Ranu tidak ingin berlama-lama menghabisi pemimpin rampok bertubuh tinggi besar tersebut. Dia sedikit kuatir jika anggota perampok Macan Kumbang sampai datang kembali. Tentu pekerjaannya bakal semakin sulit.Dengan kecepatannya, Ranu berhasil membuat lelaki tinggi besar tersebut terdesak meski dia menyerang dengan tangan kosong.
Dalam satu gebrakan berikutnya, Ranu berhasil menyarangkan tendangannya tepat mengenai kantong menyan lelaki itu dengan telak.
Pemimpin perampok Macan Kumbang itu berguling-guling di tanah dengan rasa sakit yang luar biasa ketika biji salak yang ada di pangkal pahanya serasa pecah.
"Bagaimana rasanya jika sudah dekat dengan kematian?" tanya Ranu sambil duduk jongkok di samping lelaki yang terus mengeluh kesakitan.
Tidak bisa menjawab, pemimpin perampok Macan Kumbang terus mengerang kesakitan sambil memegangi pangkal pahanya.
"Karena senjatamu sudah tidak berfungsi lagi, maka percuma saja bila kau tetap hidup!"
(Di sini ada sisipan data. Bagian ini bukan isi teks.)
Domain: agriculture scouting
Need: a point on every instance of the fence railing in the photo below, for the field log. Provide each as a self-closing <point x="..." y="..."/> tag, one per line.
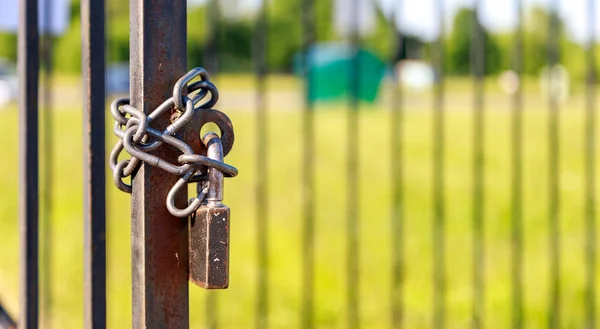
<point x="160" y="288"/>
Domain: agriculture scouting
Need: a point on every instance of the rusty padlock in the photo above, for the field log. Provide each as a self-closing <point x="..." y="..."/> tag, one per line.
<point x="209" y="228"/>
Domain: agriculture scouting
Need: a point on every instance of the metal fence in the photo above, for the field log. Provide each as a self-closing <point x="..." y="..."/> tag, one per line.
<point x="160" y="288"/>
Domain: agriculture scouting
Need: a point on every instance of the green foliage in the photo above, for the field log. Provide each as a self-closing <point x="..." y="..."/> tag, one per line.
<point x="8" y="46"/>
<point x="235" y="38"/>
<point x="460" y="46"/>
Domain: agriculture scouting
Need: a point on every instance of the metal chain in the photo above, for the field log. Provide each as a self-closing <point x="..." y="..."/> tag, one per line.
<point x="137" y="137"/>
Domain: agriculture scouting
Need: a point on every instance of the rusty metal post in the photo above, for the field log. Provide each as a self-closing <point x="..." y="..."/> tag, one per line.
<point x="28" y="173"/>
<point x="159" y="240"/>
<point x="93" y="69"/>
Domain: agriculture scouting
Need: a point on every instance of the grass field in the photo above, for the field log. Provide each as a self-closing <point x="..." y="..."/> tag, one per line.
<point x="237" y="305"/>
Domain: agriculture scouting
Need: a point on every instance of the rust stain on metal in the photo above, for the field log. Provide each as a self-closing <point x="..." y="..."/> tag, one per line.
<point x="209" y="247"/>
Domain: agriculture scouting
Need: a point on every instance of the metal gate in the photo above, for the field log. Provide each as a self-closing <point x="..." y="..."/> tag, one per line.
<point x="459" y="206"/>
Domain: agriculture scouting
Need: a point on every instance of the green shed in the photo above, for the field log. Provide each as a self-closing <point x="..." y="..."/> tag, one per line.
<point x="333" y="65"/>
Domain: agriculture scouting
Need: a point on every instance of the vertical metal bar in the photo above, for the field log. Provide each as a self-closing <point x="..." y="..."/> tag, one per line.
<point x="28" y="149"/>
<point x="211" y="58"/>
<point x="211" y="64"/>
<point x="352" y="248"/>
<point x="6" y="321"/>
<point x="590" y="171"/>
<point x="554" y="36"/>
<point x="397" y="173"/>
<point x="94" y="200"/>
<point x="517" y="175"/>
<point x="47" y="176"/>
<point x="308" y="237"/>
<point x="478" y="71"/>
<point x="262" y="206"/>
<point x="159" y="240"/>
<point x="439" y="238"/>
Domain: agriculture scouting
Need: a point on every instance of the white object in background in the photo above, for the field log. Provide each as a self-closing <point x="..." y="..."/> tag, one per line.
<point x="55" y="21"/>
<point x="556" y="82"/>
<point x="415" y="75"/>
<point x="354" y="16"/>
<point x="509" y="82"/>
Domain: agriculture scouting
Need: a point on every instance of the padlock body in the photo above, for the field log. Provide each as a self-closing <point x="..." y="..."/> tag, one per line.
<point x="209" y="247"/>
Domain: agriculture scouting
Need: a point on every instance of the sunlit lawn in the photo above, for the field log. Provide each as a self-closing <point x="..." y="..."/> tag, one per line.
<point x="237" y="305"/>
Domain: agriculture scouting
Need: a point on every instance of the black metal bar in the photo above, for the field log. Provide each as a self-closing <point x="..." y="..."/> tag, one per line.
<point x="28" y="174"/>
<point x="439" y="238"/>
<point x="260" y="58"/>
<point x="478" y="70"/>
<point x="94" y="200"/>
<point x="6" y="321"/>
<point x="590" y="171"/>
<point x="352" y="151"/>
<point x="211" y="64"/>
<point x="47" y="180"/>
<point x="211" y="58"/>
<point x="308" y="237"/>
<point x="554" y="36"/>
<point x="517" y="175"/>
<point x="397" y="174"/>
<point x="159" y="240"/>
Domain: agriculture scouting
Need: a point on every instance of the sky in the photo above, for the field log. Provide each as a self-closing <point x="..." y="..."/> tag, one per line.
<point x="420" y="17"/>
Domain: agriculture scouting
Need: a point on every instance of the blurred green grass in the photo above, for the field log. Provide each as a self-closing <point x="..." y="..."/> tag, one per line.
<point x="237" y="304"/>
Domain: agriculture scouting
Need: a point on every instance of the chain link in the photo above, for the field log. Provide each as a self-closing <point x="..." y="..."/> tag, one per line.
<point x="138" y="138"/>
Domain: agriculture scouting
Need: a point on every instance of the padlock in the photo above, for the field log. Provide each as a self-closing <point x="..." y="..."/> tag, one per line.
<point x="209" y="228"/>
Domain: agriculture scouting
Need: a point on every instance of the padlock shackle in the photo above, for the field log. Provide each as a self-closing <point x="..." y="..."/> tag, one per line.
<point x="215" y="177"/>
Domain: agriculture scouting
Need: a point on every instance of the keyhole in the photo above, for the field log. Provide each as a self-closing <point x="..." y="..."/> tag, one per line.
<point x="210" y="127"/>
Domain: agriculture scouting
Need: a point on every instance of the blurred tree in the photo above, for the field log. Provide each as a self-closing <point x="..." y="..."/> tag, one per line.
<point x="8" y="46"/>
<point x="458" y="46"/>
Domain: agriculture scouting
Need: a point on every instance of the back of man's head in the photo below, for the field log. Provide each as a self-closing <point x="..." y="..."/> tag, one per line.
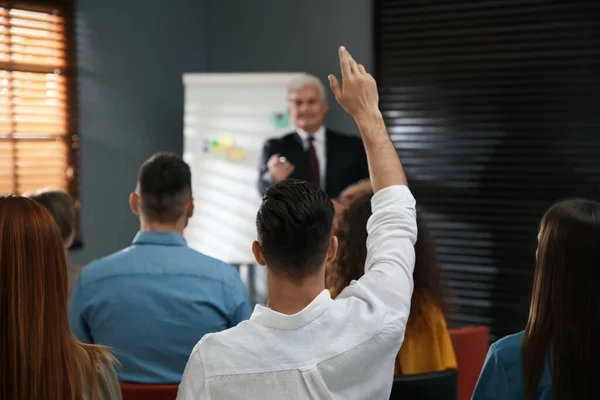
<point x="294" y="226"/>
<point x="164" y="188"/>
<point x="60" y="205"/>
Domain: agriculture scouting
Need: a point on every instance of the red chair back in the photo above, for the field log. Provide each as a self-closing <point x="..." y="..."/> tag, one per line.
<point x="137" y="391"/>
<point x="470" y="347"/>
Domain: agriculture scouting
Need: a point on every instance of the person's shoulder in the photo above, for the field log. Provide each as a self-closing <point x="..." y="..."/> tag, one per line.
<point x="105" y="267"/>
<point x="508" y="349"/>
<point x="218" y="268"/>
<point x="510" y="343"/>
<point x="221" y="350"/>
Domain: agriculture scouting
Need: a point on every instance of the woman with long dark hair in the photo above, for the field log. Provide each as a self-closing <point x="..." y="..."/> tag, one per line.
<point x="556" y="357"/>
<point x="39" y="357"/>
<point x="427" y="346"/>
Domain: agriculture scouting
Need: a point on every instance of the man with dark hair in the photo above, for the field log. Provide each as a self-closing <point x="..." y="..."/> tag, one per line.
<point x="152" y="301"/>
<point x="305" y="345"/>
<point x="60" y="205"/>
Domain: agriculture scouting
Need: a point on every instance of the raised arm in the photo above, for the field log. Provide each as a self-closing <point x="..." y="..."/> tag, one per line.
<point x="392" y="228"/>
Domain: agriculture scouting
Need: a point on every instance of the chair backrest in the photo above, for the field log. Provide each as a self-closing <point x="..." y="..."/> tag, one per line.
<point x="435" y="386"/>
<point x="138" y="391"/>
<point x="470" y="347"/>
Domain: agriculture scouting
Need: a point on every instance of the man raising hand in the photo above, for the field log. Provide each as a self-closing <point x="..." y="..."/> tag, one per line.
<point x="305" y="345"/>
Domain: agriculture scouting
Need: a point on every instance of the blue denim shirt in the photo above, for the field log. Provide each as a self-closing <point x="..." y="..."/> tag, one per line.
<point x="152" y="302"/>
<point x="502" y="376"/>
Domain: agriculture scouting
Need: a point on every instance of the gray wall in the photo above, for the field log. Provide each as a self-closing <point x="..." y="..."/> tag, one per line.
<point x="132" y="55"/>
<point x="290" y="36"/>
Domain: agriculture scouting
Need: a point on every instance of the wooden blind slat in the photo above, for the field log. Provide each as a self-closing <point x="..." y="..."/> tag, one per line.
<point x="491" y="105"/>
<point x="33" y="101"/>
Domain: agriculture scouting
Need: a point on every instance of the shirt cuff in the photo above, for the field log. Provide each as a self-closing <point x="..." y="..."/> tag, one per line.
<point x="391" y="194"/>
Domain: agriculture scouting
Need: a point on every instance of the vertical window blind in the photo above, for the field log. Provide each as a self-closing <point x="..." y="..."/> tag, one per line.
<point x="37" y="130"/>
<point x="492" y="106"/>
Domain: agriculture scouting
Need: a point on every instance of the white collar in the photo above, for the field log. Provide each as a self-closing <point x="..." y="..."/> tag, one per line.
<point x="319" y="135"/>
<point x="273" y="319"/>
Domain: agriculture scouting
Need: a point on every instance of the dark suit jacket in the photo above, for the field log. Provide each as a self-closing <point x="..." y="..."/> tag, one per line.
<point x="345" y="157"/>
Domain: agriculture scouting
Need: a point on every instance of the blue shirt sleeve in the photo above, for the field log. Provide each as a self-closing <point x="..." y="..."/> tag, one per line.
<point x="241" y="303"/>
<point x="492" y="383"/>
<point x="77" y="321"/>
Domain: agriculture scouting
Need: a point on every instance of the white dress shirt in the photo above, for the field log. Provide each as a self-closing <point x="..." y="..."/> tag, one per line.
<point x="332" y="349"/>
<point x="319" y="144"/>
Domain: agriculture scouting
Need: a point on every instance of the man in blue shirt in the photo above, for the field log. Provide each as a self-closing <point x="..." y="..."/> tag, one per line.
<point x="153" y="301"/>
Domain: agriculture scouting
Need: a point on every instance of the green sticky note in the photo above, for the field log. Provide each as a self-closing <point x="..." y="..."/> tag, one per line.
<point x="280" y="119"/>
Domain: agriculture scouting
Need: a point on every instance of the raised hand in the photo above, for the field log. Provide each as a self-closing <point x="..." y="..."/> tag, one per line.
<point x="357" y="93"/>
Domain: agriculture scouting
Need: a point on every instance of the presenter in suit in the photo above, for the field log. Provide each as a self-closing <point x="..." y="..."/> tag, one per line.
<point x="312" y="152"/>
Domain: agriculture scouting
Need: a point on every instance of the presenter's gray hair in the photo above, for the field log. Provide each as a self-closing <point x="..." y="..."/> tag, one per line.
<point x="307" y="80"/>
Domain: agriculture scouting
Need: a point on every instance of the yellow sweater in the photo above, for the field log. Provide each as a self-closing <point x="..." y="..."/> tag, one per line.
<point x="427" y="346"/>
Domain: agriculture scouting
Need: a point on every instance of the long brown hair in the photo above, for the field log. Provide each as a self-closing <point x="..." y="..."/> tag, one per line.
<point x="39" y="357"/>
<point x="564" y="319"/>
<point x="351" y="230"/>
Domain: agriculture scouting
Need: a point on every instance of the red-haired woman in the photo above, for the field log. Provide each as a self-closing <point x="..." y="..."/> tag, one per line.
<point x="39" y="357"/>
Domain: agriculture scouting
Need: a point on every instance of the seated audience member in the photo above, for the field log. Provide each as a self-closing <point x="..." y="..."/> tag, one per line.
<point x="39" y="357"/>
<point x="556" y="357"/>
<point x="427" y="346"/>
<point x="61" y="207"/>
<point x="154" y="300"/>
<point x="305" y="345"/>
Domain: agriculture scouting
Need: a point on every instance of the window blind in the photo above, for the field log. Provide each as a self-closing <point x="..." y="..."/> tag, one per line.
<point x="36" y="136"/>
<point x="492" y="106"/>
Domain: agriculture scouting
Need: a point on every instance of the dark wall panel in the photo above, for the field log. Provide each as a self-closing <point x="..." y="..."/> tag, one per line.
<point x="493" y="106"/>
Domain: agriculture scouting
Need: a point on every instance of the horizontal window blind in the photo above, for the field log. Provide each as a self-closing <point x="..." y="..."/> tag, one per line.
<point x="36" y="140"/>
<point x="492" y="106"/>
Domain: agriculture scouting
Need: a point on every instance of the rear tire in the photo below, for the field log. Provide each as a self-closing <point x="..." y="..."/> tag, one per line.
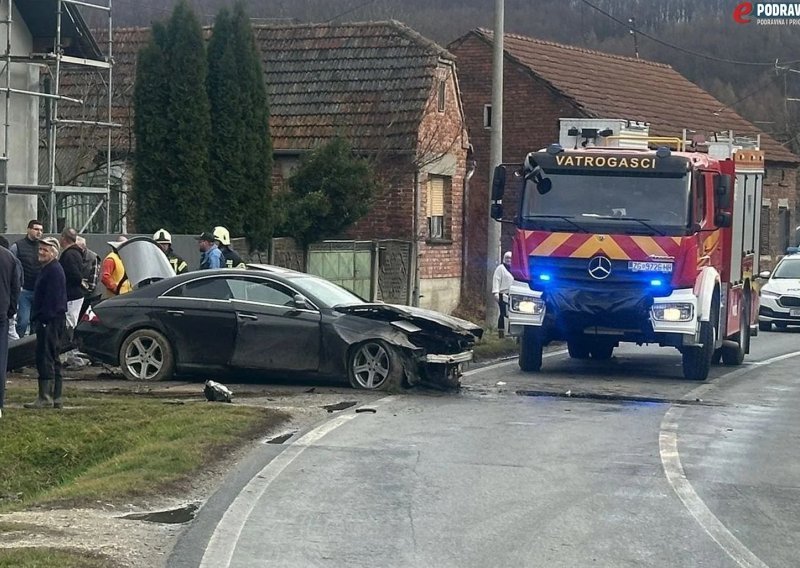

Ranu kemudian memegang kepala pemimpin rampok tersebut dengan tangan kanannya dan kemudian memutarnya hingga terdengar suara leher yang patah.
Lelaki tersebut pun mati mengenaskan dengan mata membelalak lebar sambil tetap tangannya berada di pangkal pahanya.
Seusai membunuh pemimpin perampok Macan Kumbang, Ranu memandang ke sekeliling.
Setelah dirasanya aman, dia kembali memasuki markas perampok menuju rumah lelaki yang baru saja dibunuhnya.
Sesampainya dia di depan rumah besar tersebut, Ranu langsung masuk dan mencari barang berharga yang bisa dibawa.
Setelah beberapa saat mencari, dia menemukan dua peti kecil berisi koin emas dan perak yang tersimpan di bawah tempat tidur. Tanpa pikir panjang Ranu langsung membawanya keluar meski lumayan berat bebannya.
Sesampainya di luar rumah, pandangan Ranu celingukan mencari sesuatu. Hingga tatapan matanya tertuju kepada sebuah kandang kuda tidak jauh dari tempatnya berdiri.
Dengan sedkit berlari kecil, pemuda berwajah khas daratan Jawadwipa itu kemudian mengambil seekor kuda dan mengikat dua buah peti yang dibawanya. di atas punggung kuda tersebut.